Yes, and she made her point well. I'm saying although she does have a good intellectual understanding I doubt she has the visceral grasp of seeing your innocent child or father killed at the hands of a ruthless dictator. Most of us are fortunate enough that that kind of trauma is unfathomable, and affords us the luxury of holding high ideals of justice. That is a good thing and is necessary. But in cases like this, if there's a Bin Laden rather than a Saddam ending (granted Gaddafi was probably more of a mixed bag of good and bad) and if mob justice prevails over legal due process, I think it's perfectly understandable and acceptable, and even a natural conclusion. 
   

Rome

Jamming a knife up someone's ass and then mutilating them in the street is perfectly acceptable?

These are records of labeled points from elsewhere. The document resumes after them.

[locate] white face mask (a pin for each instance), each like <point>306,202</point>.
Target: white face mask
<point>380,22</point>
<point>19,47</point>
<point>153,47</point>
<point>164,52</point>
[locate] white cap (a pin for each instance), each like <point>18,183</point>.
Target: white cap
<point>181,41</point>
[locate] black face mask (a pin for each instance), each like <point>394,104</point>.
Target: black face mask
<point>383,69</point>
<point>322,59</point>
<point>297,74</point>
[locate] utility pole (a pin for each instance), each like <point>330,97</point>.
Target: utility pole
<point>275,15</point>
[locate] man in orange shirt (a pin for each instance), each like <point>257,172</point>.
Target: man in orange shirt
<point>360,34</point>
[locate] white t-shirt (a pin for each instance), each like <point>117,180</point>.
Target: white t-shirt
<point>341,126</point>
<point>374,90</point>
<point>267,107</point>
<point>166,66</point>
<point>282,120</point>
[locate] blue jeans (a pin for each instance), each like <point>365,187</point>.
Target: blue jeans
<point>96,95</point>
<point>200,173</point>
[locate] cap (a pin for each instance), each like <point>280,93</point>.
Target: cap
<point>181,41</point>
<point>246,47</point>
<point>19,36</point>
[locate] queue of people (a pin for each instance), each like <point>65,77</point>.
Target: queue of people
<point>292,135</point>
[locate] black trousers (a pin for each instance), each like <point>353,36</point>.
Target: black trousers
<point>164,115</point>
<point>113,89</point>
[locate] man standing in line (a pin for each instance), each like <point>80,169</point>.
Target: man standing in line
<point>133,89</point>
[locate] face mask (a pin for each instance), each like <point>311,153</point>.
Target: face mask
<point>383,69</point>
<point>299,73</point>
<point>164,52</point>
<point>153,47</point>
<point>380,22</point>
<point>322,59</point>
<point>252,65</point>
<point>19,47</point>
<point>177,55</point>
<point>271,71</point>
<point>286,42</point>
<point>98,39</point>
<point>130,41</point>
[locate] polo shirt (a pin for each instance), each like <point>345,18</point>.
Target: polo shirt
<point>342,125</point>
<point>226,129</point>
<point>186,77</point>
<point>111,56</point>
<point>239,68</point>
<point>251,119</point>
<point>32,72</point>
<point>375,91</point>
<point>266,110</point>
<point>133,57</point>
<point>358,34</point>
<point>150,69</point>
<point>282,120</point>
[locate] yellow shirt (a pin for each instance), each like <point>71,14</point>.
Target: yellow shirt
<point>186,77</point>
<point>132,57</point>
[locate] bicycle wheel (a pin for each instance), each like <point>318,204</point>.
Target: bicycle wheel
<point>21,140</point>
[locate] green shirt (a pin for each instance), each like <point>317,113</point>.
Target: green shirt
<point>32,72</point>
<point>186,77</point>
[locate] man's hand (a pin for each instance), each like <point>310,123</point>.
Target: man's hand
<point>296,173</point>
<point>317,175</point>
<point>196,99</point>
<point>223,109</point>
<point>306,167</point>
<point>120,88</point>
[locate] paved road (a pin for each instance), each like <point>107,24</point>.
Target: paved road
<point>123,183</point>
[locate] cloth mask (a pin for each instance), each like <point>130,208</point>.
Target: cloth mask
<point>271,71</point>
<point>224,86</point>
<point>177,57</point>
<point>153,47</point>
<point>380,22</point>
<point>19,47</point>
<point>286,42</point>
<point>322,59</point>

No, it's not.  It's barbaric and until the cycle of violence ends you're going to see more of the same.

Diomedes

Quote from: Eagaholic on November 01, 2011, 06:56:59 PMI think it's perfectly understandable and acceptable, and even a natural conclusion.

It's understandable, but not acceptable.  Unless you don't give a damn for civilized society, in which case it is both.  Regarding what's natural, I have no idea..that's a bunch of mumbo jumbo.


There is considerable overlap between the intelligence of the smartest bears and the dumbest tourists." - Yosemite Park Ranger

Sgt PSN

Understandable, yes.  Acceptable, no. 

Gaddafi definitely "had it coming" so to speak, but no civilized society should ever be accepting of street justice over due process. 

If we as people are ever going to progress then we have to not only raise the standard, but do everything we possibly can to live up to those standards and try and drag those who don't up to that same level.  Brushing it off because the guy did horrible things is no excuse.  Serial killers, rapists, pedophiles all get their due process.  Gaddafi shouldn't have been any different.

It's not about what Gaddafi did or didn't deserve, it's about humanity.  It's about people acting like people and not a bunch of blood thirsty savages who are seeking revenge instead of justice.